My, is it work! And hard work, at that... I had to do the spend down, and it took a long time. It was somewhat easier, in that my parents had a great amount of outstanding debt, and I applied their assets towards that, and paid off all their creditors, with the exception of one. I also invested the maximum allowable amount by our state, in a pre-paid Funeral Contract for each parent's future needs, so that part would be cared for in advance, and I wouldn't be faced with the difficulties and stress later. I did this all without the cost of an Attorney, but with much counsel and advice from professionals. There are booklets and assistance programs to help walk you through the whole process. There are other things you can do, depending upon your particular set of circumstances.

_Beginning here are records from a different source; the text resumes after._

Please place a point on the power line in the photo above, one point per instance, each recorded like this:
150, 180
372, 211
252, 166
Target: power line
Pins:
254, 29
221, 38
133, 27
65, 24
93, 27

I am still working toward the day when my Mom may have greater needs, but for now, she's covered by Medicare Advantage Plus BCBS. It will be interesting to see what changes the new health care plans bring. (BTW, nothing against Elder Law Attorneys, but we saved my parents thousands of dollars by doing it myself.) Yes, it is work, and very tiring, but you can do it.
Dear SecretSister You are right it is hard work getting all the bills paid up and to make sure every thing is in order. My own mom attorney fees were only $100.00, since my job of which I work had a program and they paid for most of the paper work. I did sell all my insurance policies, because in New York the law was going to chnage and I still had the house to clean, repair and sell before I brought mom to Florida. My dad was a veternan so mom will buried in New York. I know it sounds wired to think of things like that but after all I went through when I got back to florida both my husband and Myself went to a lawyer. So my own children will not go through what I had to do. You are coorect also about Elder care lawyers i don't trust them. When Mom was in a nursing home once in New York I contacted a eelder attorney because I was having so much problem with the nursing home. She was going to take me as cusotmer and told me to call her if the doctors or lawyers gave me a hard time. After I did what was requested of me i did call her about this nursing home in New York after several calls she return the deposit I gave her and said that it would be a problem to find another person to help. Well i was thankful I did have so much legal paper done pior to mom illness getting worse. Do not wait untill the elder one becomes incapacitated before you do anything with a elder's finances. hope this will help people that don't know that much about what is hinding in mom or dad's house. There could be bills not paid or checks not cashed, credit cards out in the open. Bou the things I found.Alzheimer & Denentia are both a hard thing for any caregiver to live with and try our best to see that are partents get the proper care and love they need. patrica61
I wish to qualify that I was uncomfortable with some of what I heard a couple of Elder Law Attorneys say. But I won't discount them all. Patricia, you're right. Alzheimer's is difficult to deal with. Fortunately, there are many support systems available, such as this site, and local groups to learn how to best cope. I didn't get involved in my parent's finances until they were no longer able, which is often the case. Not everyone plans ahead, but I hear many like you, caring for their elders, say they don't want to do the same to their children. That's a noble and thoughtful thing to plan ahead. I wish you the best. Having to deal with two States makes your situation a little harder, no doubt. Take care.
I agree that some professional advice from an elder law attorney may be in order here. Each state is different. You may not be responsible for using your personal resources to pay her bills but you certainly are most likely responsible for paying her bills from here resources. If she no longer has resources or they are running low, you may need to begin the medicaid application process.